Aujourd'hui, nous sommes précisément à un tel tournant historique décisif où
les plus grandes perturbations historiques – luttes sociales et luttes de
classes, conflits politiques, guerres et révolutions – sont soit sur le
point de faire éruption ou les conditions y menant sont en gestation, et
nous devons nous y préparer en conséquence.»
Beams a évalué les derniers indices de l'effondrement du
capitalisme, s'attardant sur la crise économique telle qu'elle s'exprime aux
Etats-Unis, en Europe, et en Chine.
«Notre analyse a établi que le prochain grand pas dans le
développement du mouvement ouvrier devra nécessairement prendre la forme
d'une rébellion contre les organisations ossifiées du passé», a-t-il
insisté. «L'une des tâches cruciales de notre parti est de préparer cette
rébellion et de la diriger politiquement... Les développements politiques
trainent derrière les processus objectifs technologiques, économiques et
sociaux.

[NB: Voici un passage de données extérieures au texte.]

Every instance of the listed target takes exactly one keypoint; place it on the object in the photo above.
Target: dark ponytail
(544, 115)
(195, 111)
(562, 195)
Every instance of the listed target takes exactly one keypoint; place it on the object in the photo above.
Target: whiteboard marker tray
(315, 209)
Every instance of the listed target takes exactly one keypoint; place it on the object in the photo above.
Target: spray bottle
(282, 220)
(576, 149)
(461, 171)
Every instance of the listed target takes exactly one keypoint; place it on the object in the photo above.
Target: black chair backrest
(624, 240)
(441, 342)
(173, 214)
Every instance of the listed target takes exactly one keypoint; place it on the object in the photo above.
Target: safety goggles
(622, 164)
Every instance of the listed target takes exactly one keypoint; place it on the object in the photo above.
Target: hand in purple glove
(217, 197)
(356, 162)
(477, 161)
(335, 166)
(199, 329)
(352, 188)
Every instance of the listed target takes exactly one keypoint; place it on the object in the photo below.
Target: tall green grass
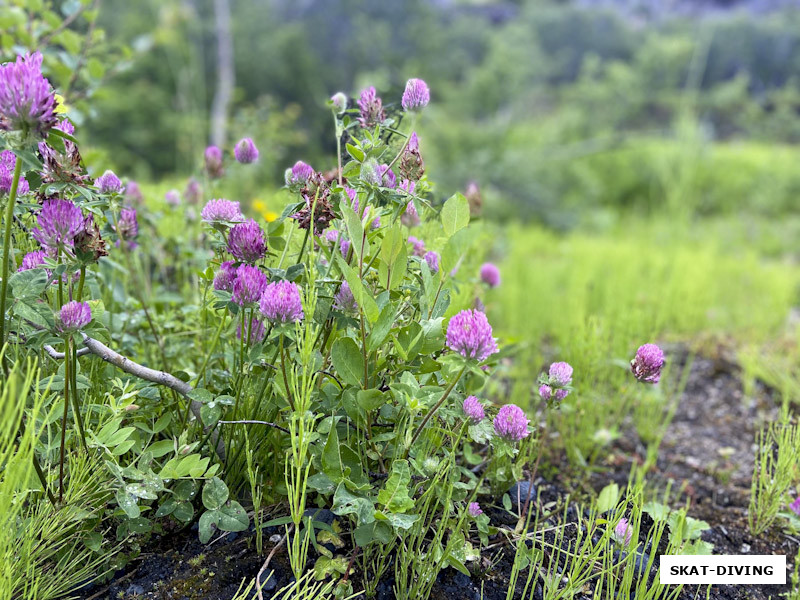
(591, 300)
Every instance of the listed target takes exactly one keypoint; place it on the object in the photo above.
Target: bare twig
(252, 422)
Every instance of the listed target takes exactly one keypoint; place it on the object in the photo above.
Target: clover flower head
(370, 108)
(223, 280)
(246, 241)
(490, 274)
(249, 284)
(27, 101)
(32, 260)
(256, 330)
(473, 409)
(245, 151)
(8, 161)
(221, 210)
(432, 258)
(647, 364)
(281, 303)
(299, 174)
(58, 223)
(560, 374)
(416, 95)
(470, 334)
(623, 532)
(212, 158)
(511, 424)
(108, 182)
(73, 316)
(545, 391)
(344, 299)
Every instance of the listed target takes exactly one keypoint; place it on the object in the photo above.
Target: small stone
(521, 491)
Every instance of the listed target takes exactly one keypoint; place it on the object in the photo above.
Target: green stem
(12, 198)
(42, 479)
(285, 378)
(79, 293)
(64, 425)
(434, 409)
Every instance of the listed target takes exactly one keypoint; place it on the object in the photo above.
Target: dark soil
(707, 455)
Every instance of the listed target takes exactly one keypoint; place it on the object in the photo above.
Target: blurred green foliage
(553, 109)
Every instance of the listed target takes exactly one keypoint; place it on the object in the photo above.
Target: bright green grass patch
(592, 300)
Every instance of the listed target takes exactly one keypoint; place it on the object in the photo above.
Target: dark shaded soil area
(707, 455)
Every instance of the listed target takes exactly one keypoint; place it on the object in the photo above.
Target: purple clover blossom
(473, 409)
(299, 174)
(7, 163)
(370, 107)
(623, 532)
(470, 334)
(416, 95)
(560, 374)
(33, 260)
(410, 217)
(387, 176)
(246, 241)
(256, 330)
(795, 506)
(344, 299)
(73, 316)
(245, 151)
(225, 211)
(432, 258)
(27, 102)
(490, 274)
(418, 245)
(249, 284)
(546, 392)
(108, 183)
(128, 227)
(213, 162)
(223, 280)
(511, 423)
(339, 103)
(646, 365)
(59, 222)
(281, 303)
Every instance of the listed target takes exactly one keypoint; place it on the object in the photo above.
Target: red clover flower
(470, 334)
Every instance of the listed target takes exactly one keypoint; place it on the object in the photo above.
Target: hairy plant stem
(64, 422)
(12, 198)
(285, 378)
(71, 360)
(434, 409)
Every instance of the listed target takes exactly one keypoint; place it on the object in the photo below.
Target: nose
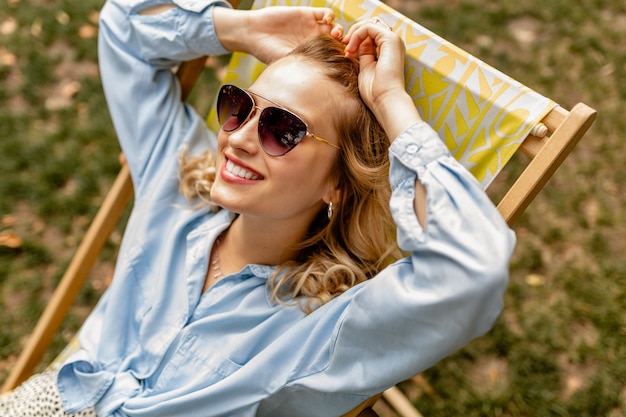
(246, 137)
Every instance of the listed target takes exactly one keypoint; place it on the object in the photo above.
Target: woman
(287, 301)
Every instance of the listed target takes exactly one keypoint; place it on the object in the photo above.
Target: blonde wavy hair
(358, 241)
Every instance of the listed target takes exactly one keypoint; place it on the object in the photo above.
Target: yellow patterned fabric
(482, 114)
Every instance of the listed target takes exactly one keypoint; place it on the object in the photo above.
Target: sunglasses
(279, 129)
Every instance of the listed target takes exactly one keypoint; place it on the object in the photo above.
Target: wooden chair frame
(564, 130)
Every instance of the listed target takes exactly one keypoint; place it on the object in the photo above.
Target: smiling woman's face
(297, 184)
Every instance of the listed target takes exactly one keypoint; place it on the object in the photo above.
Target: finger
(360, 37)
(324, 15)
(337, 31)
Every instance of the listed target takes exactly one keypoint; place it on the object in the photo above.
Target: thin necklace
(215, 264)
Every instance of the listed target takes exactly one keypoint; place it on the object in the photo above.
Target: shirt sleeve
(137, 53)
(420, 309)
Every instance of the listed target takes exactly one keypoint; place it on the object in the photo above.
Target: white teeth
(240, 171)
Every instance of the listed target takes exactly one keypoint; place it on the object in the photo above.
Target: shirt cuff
(413, 149)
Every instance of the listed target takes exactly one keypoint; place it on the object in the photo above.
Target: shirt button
(412, 148)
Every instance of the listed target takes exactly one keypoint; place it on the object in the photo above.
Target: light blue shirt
(155, 345)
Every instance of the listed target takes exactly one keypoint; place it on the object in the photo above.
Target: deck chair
(483, 115)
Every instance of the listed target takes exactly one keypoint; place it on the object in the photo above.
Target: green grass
(559, 349)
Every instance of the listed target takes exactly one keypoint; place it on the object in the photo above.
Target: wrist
(396, 112)
(230, 27)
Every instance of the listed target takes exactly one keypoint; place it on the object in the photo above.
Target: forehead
(296, 84)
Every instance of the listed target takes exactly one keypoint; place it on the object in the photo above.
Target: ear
(333, 193)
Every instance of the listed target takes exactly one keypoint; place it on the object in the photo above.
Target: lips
(240, 171)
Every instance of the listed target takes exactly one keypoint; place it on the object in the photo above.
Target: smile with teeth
(241, 171)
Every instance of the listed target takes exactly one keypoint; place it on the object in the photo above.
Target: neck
(259, 241)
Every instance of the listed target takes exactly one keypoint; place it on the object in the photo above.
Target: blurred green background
(559, 349)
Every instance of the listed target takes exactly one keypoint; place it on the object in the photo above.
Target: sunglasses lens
(280, 131)
(233, 107)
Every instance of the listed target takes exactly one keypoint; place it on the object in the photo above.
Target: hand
(272, 32)
(381, 54)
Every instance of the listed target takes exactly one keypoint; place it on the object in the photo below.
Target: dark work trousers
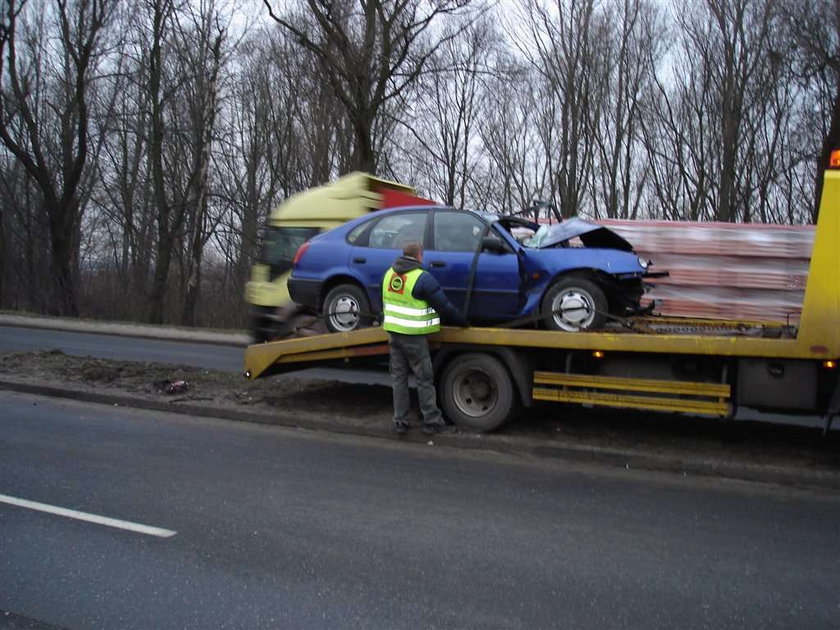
(410, 355)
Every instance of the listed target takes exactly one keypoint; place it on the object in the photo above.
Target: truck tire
(346, 308)
(477, 392)
(574, 304)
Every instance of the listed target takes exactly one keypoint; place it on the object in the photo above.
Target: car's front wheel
(347, 308)
(574, 304)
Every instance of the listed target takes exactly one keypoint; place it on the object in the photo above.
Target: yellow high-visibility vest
(404, 313)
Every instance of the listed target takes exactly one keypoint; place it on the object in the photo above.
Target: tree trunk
(830, 143)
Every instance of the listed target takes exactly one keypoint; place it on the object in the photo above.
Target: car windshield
(281, 243)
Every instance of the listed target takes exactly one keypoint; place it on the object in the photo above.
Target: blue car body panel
(507, 285)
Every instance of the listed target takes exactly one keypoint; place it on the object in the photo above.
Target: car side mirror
(493, 244)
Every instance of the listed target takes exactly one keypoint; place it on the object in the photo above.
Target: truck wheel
(346, 308)
(573, 304)
(477, 392)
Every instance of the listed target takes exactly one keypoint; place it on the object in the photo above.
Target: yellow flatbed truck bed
(705, 367)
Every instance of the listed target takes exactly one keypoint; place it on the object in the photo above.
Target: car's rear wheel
(477, 392)
(347, 308)
(574, 304)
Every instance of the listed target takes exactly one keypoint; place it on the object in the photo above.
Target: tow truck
(707, 367)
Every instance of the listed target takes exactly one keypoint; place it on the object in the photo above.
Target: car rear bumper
(305, 292)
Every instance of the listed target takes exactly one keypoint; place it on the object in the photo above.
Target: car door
(379, 243)
(456, 234)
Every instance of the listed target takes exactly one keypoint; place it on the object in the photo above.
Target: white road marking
(90, 518)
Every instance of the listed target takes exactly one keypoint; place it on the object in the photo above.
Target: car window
(394, 231)
(357, 232)
(457, 232)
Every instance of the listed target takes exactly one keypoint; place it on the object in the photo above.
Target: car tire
(574, 304)
(346, 308)
(477, 392)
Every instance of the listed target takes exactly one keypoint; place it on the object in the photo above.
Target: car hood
(590, 234)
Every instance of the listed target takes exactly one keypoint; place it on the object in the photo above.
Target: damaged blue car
(500, 270)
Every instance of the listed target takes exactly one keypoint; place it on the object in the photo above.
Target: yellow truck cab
(297, 219)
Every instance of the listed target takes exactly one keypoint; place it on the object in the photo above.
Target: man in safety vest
(413, 304)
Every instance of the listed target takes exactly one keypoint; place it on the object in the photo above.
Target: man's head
(413, 250)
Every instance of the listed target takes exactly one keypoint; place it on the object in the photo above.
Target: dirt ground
(207, 386)
(553, 425)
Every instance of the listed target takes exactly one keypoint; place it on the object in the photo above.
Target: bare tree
(44, 118)
(445, 110)
(371, 51)
(632, 33)
(815, 26)
(561, 44)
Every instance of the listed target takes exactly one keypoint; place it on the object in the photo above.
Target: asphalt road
(230, 358)
(276, 528)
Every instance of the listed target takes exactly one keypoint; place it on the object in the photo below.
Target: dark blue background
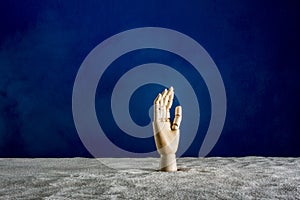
(255, 45)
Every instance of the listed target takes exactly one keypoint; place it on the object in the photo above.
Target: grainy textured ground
(199, 178)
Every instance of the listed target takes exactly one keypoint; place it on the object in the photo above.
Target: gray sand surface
(138, 178)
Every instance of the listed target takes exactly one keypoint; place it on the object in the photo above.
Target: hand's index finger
(170, 98)
(157, 107)
(178, 118)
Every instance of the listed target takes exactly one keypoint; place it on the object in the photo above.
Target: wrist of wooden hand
(168, 162)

Mais nous pouvons et devons anticiper que lorsque les
développements et les luttes politiques commencent, ils auront un caractère
combiné. Ce qui veut dire qu'ils ne passeront pas par une série d'étapes
prédéterminées, mais seront très rapidement confrontés à des tâches
décisives. Comme l'a appris à ses dépens le président tunisien, on peut être
en contrôle un jour et le lendemain être forcé de déguerpir. Mais pour la
classe ouvrière et les masses, de tels développements ne sont que le point
de départ – le début d'une nouvelle période de lutte qui doit soit se
conclure par le renversement complet de l'ordre ancien ou l'arrivée d'une
nouvelle forme d'oppression. La question de la direction est ici une
question décisive. La situation en Tunisie est l'expression initiale des
questions politiques complexes que la classe ouvrière aura à résoudre
partout.»
David North, secrétaire national du PES aux Etats-Unis et
président du comité de rédaction international du World Socialist Web Site,
a présenté un rapport détaillé en deux parties: «Retour sur la première
décennie du 21me siècle», qui a analysé les principales expériences
stratégiques de la classe ouvrière internationale au cours des dix dernières
années, et «Polarisation de la société américaine», qui a examiné les
implications politiques de l'énorme gouffre social et politique séparant la
vaste majorité de la population américaine d’une mince couche super-riche de
l'élite.
North a commencé par rappeler la couverture médiatique
soporifique à propos de la nouvelle période de paix et de prospérité du
début de la décennie. Il a ensuite présenté une description détaillée de
l'extraordinaire période de dix ans qui a suivi, marquée par la criminalité
politique, la guerre et le militarisme, la réaction sociale, les attaques
contre les droits démocratiques et la montée des inégalités sociales.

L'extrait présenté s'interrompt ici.